La problématique des aliments devenus dangereux à cause du système de production alimentaire mondiale est d’actualité. Selon un document signé par la FAO (averting risks to the food chain, sauver la chaîne alimentaire mondiale), plus de 200 maladies sont propagées à cause d’aliments contaminés par des bactéries, virus, substances chimiques et radioactives. Excepté la région de Kidal, le manioc est cultivé dans toutes les régions du Mali. Cette culture se fait avec des charrues, une paire de bœufs, une charrette, des tracteurs, de petits outillages. Environ 86% du manioc produit au Mali est vendu à l’état frais. « Les méthodes de transformation connues et pratiquées sont très diversifiées », selon Mme Sangaré Nafatouma Diawara, point focal de la filière manioc à la direction nationale de l’agriculture.
Les réponses des personnes enquêtées sur la question ont porté sur 16 méthodes de transformation pour la zone de Sikasso contre 11 pour la zone de Ségou, 4 pour celle de koulikoro , 5 pour Kayes et 2 pour Mopti. Le manioc est transformé au Mali en « tô », en » dèguè « , en savon . « Mais l’amidon de manioc entre aussi dans la fabrication de la gélule de certains médicaments. Il est utilisé dans la fabrication des papiers. Ces deux utilisations représentent un immense marché, en plus de l’apport du manioc à la sécurité alimentaire. « Cette culture peut donner trois tonnes à l’hectare « , a expliqué Nafatouma Diawara. Le manioc sera une mine d’or si sa culture se vulgarise dans notre pays.

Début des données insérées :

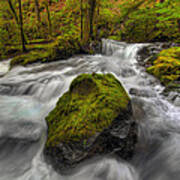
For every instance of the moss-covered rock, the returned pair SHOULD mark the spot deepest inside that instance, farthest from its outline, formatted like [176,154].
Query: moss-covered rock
[92,118]
[166,66]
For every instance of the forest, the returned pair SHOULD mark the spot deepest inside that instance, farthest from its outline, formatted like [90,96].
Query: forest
[89,89]
[32,25]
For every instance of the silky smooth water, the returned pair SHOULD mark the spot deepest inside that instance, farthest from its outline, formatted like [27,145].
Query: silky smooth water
[28,94]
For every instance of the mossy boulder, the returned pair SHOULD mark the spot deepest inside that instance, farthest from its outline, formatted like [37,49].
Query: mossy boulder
[166,67]
[92,118]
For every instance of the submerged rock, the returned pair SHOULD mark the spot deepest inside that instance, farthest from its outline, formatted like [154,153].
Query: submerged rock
[92,118]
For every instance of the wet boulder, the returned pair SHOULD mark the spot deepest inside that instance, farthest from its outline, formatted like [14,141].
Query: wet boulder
[93,118]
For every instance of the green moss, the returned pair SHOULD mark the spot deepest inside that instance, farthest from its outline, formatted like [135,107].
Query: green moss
[166,66]
[91,104]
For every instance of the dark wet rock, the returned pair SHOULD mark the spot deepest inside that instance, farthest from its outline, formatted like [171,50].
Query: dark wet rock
[149,53]
[142,92]
[128,72]
[93,118]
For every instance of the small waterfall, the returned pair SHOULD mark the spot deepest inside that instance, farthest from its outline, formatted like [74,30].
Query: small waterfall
[28,94]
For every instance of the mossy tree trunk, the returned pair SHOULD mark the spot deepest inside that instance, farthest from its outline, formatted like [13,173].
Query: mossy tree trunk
[92,4]
[37,10]
[16,17]
[13,11]
[49,18]
[81,18]
[21,26]
[89,13]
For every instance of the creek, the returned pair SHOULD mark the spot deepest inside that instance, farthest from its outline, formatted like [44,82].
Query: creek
[28,94]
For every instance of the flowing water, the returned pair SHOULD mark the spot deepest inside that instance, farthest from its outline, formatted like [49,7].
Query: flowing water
[27,95]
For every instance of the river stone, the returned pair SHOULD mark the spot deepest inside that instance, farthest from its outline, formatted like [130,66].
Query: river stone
[93,118]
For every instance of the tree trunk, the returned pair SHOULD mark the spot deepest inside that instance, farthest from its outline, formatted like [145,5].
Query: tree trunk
[37,11]
[82,19]
[49,18]
[92,4]
[13,11]
[21,26]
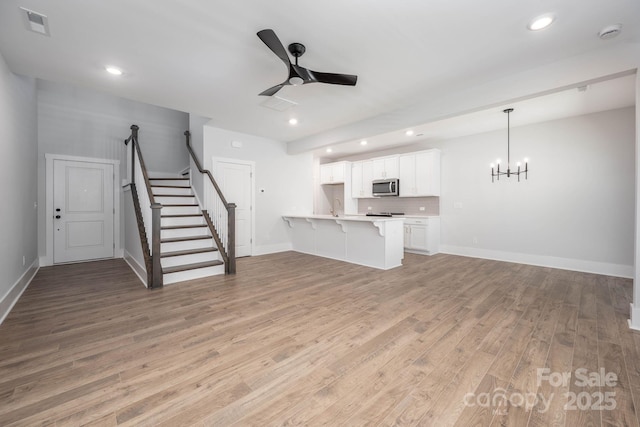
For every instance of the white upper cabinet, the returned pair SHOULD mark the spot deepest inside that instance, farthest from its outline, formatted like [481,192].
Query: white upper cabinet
[333,173]
[385,167]
[361,173]
[420,174]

La filière manioc est confrontée à de nombreux défis. Les techniciens citent le manque de variétés performantes, la non maîtrise des techniques de transformation et de conservation, l’insuffisance de matériels destinés à la production. Les animaux en divagation détruisent les champs de manioc pendant que les producteurs sont occupés ailleurs. La filière ne dispose pas encore d’interprofession à cause de la faible organisation des paysans cultivant le manioc malien.

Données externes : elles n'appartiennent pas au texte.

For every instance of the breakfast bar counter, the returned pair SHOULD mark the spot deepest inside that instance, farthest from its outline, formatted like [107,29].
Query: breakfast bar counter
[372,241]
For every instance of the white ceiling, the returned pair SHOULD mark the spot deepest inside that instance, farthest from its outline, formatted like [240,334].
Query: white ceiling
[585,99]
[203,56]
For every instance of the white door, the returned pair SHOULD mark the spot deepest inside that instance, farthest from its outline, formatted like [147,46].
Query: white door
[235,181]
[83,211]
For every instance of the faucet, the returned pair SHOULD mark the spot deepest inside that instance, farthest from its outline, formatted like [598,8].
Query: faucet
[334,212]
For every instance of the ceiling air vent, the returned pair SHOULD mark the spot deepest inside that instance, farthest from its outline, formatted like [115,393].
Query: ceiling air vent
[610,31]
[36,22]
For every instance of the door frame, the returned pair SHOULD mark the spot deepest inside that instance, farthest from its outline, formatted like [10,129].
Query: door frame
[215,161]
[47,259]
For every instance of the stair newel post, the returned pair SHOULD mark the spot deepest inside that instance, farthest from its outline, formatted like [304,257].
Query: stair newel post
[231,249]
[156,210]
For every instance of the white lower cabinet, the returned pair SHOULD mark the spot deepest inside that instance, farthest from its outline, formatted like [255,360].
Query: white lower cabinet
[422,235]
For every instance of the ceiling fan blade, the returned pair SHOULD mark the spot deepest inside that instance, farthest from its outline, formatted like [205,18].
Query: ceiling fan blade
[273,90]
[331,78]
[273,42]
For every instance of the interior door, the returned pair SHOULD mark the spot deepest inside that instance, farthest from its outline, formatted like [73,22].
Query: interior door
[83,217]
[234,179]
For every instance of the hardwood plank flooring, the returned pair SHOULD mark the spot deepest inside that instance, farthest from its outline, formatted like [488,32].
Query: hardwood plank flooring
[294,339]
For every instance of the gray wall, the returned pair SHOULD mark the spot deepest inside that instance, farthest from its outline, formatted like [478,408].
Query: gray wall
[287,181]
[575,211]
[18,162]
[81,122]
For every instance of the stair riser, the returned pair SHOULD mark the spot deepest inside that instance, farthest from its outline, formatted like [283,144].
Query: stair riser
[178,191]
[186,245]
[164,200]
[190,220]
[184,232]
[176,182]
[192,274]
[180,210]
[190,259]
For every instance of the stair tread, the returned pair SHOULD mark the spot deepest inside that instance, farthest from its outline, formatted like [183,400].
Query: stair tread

Le point focal assure que des efforts sont en cours pour valoriser cette filière. Elle représente un grand espoir pour la sécurité alimentaire. La culture du manioc peut générer des milliers d’emplois à travers de multiples unités de transformation. N’est ce pas la mission historique du paysan moderne et visionnaire Bakary Togola ? Vivement le séminaire pour l’industrialisation de la production du manioc malien.